Maghrébin convaincu, le ministre libyen des Affaires étrangères du gouvernement national, Abdulhadi Ibrahim Lahweej, refuse catégoriquement l'idée d'un Maghreb arabe sans le Maroc, auquel aspire l'Algérie. Le Chef de la diplomatie libyenne dit les choses comme il les pense. Entretien.
La chute de Kadhafi en 2011 a plongé la Libye dans une guerre civile qui a condamné le pays à une instabilité politique chronique. Depuis lors, les relations maroco-libyennes connaissent des hauts et des bas au gré des circonstances politiques. Le Maroc, qui se tient toujours à l'écart des conflits et des luttes fratricides, a pourtant contribué remarquablement et avec une impartialité proverbiale à la réconciliation nationale en abritant les accords de Skhirat en 2015 et les discussions de Bouznika, qui demeurent toujours la base du processus politique. Pour sa part, le gouvernement de Benghazi, issu du Parlement de l'Est, demeure reconnaissant au rôle central du Maroc pour parvenir à une solution politique. Le ministre des Affaires étrangères, Abdulhadi Ibrahim Lahweej, plaide au nom de l'idée qu'il se fait de l'avenir du Maghreb, pour un rapprochement avec le Royaume et rejette l'idée de ressusciter l'Union du Maghreb Arabe au détriment du Maroc, tel que s'efforce de le faire l'Algérie. Nous avons rencontré le Chef de la diplomatie libyenne en marge du forum Medays à Tanger. Réaliste, il dit ce qu'il pense sans langue de bois.

* Quel regard portez-vous sur l'évolution des relations maroco-libyennes depuis 2011 ?

- Les relations entre le Maroc et la Libye furent de tout temps fraternelles, les deux peuples partagent une longue amitié, des traditions et des valeurs communes. Nous entretenons avec nos frères Marocains de bonnes relations, à la fois sur les plans politique et économique. Personnellement, je plaide depuis longtemps pour un partenariat renforcé avec le Maroc. Commençons, par exemple, à lancer une ligne maritime directe entre Casablanca et Benghazi pour faciliter les flux commerciaux de marchandises et des matières premières dans le cadre la reconstruction. Aussi, il est temps de la suppression des visas.

"Il est temps de lancer une ligne maritime directe entre Casablanca et Benghazi, ça serait un bon départ"


* Le Maroc a contribué au processus de réconciliation nationale en Libye en parrainant les accords de Skhirat en 2015, avant d'abriter le processus de Bouznika. Qu'est-ce qui fait la particularité du rôle du Royaume par rapport aux autres médiateurs internationaux ?

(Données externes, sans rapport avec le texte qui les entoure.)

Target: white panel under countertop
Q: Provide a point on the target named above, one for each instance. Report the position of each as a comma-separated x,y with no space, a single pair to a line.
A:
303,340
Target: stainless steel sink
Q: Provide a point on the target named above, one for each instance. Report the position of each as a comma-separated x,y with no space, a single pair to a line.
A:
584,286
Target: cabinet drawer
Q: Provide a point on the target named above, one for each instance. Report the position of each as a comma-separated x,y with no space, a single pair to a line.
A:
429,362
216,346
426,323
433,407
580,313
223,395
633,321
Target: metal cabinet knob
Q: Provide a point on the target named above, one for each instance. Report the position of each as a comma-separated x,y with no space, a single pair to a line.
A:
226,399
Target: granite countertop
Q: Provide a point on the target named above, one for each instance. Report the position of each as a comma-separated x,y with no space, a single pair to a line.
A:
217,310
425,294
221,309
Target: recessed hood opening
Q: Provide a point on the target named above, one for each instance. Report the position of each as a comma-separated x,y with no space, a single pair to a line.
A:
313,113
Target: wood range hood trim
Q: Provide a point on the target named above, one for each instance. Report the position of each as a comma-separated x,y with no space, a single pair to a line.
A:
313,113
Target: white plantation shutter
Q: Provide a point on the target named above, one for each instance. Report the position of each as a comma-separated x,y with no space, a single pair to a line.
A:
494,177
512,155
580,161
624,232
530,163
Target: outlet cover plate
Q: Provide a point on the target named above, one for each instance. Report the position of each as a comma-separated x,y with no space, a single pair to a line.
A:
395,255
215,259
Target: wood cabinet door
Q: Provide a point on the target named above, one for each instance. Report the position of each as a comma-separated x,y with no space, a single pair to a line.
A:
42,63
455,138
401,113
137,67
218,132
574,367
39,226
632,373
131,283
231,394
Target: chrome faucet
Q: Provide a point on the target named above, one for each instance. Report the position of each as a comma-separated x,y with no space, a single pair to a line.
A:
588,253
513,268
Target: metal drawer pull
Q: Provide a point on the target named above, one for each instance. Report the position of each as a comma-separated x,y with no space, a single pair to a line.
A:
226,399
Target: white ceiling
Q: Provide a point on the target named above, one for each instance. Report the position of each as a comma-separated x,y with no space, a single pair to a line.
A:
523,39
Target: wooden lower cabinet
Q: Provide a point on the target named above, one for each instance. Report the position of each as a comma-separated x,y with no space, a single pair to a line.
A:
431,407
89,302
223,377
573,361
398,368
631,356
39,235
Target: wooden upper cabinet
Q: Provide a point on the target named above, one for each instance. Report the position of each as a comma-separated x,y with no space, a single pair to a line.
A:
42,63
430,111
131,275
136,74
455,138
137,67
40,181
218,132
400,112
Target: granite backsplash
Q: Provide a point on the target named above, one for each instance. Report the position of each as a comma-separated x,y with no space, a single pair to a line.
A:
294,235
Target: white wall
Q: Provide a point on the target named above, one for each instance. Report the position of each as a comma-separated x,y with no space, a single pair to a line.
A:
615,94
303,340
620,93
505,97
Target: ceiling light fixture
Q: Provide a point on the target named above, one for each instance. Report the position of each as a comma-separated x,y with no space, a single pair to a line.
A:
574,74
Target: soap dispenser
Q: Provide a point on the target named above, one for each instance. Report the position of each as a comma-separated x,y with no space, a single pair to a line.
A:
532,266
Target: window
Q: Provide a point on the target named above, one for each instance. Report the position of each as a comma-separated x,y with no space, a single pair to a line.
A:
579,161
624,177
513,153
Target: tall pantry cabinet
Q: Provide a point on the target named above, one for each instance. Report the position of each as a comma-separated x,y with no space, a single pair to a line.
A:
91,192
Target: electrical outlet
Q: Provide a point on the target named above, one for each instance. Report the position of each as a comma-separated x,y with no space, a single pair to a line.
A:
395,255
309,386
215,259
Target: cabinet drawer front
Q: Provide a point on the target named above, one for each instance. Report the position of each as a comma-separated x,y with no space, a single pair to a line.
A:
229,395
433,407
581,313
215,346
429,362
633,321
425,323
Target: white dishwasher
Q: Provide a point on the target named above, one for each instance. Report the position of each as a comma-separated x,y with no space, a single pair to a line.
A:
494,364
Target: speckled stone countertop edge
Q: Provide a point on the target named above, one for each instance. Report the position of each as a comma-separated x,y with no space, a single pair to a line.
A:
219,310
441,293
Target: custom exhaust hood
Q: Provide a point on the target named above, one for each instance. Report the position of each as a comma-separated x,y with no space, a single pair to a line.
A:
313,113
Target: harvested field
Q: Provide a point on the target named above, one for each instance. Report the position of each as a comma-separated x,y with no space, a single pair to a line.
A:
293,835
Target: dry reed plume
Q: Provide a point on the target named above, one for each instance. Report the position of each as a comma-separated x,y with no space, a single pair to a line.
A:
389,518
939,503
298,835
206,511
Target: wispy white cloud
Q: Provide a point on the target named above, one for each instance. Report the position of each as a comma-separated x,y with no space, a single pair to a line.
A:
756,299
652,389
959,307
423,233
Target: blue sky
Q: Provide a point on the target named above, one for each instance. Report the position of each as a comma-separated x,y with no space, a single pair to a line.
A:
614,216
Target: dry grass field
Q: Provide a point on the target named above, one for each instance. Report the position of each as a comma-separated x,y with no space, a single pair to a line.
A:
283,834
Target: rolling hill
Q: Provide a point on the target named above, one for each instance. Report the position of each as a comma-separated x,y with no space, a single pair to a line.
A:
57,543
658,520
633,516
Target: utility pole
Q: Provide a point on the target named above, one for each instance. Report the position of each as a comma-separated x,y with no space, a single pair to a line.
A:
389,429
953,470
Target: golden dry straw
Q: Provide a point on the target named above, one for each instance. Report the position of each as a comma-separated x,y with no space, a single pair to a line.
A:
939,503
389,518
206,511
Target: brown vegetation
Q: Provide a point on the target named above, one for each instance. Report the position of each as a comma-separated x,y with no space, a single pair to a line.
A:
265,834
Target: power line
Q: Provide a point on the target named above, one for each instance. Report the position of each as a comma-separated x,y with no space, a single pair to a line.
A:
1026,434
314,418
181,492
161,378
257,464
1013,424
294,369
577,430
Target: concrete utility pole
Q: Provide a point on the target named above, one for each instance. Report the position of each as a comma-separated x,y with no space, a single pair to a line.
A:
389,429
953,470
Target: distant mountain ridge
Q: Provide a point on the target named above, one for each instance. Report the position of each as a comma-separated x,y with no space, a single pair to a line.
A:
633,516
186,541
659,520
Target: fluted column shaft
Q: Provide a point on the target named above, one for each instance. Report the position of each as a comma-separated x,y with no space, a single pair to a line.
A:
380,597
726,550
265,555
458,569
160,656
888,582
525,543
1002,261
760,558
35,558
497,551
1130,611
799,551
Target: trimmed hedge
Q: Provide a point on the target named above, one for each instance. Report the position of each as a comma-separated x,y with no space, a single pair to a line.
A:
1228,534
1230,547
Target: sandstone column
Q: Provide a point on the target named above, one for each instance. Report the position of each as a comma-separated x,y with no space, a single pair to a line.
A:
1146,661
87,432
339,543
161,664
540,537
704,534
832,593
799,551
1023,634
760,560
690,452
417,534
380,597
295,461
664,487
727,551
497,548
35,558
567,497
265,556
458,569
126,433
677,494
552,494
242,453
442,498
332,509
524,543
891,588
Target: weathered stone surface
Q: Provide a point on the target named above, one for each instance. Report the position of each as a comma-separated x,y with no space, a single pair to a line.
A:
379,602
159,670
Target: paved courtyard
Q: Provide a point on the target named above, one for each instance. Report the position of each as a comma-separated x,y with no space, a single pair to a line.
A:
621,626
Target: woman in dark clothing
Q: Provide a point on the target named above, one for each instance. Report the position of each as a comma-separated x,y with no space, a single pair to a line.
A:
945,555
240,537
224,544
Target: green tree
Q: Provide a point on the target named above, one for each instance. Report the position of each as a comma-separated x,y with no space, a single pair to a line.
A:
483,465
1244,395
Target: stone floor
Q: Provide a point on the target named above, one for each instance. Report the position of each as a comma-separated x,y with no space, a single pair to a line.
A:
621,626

- Il est incontestable que le rôle du Maroc est primordial dans le processus politique en Libye. Vous n'êtes pas sans savoir que notre pays traverse une crise profonde depuis des années, laquelle a plongé le pays dans un cycle d'instabilité endémique. Nous sommes reconnaissants au Maroc qui offre ses bons offices sans avoir le moindre agenda politique, contrairement à d'autres pays. La diplomatie marocaine fut un soutien précieux pour nous, vu qu'elle avait depuis le début l'unique intention de parvenir à une solution. Le Maroc s'est distingué par sa conception de la solution qui ne peut, selon la diplomatie marocaine, émaner que des Libyens eux-mêmes, loin des interventions étrangères. Ce fut l'intime conviction de nos amis Marocains depuis le début. C'est ce qui fait que la médiation du Royaume ait pu donner des résultats si concrets. Je rappelle que le Maroc a été un facilitateur en fournissant un cadre propice au dialogue entre les protagonistes. C'est ce qui donna lieu aux accords de Skhirat, qui n'auraient pas été possibles sans le climat de confiance qui nous a été offert. Le Maroc a démontré par les actes qu'il a intérêt à ce que la crise libyenne parvienne à une solution définitive par les Libyens pour les Libyens.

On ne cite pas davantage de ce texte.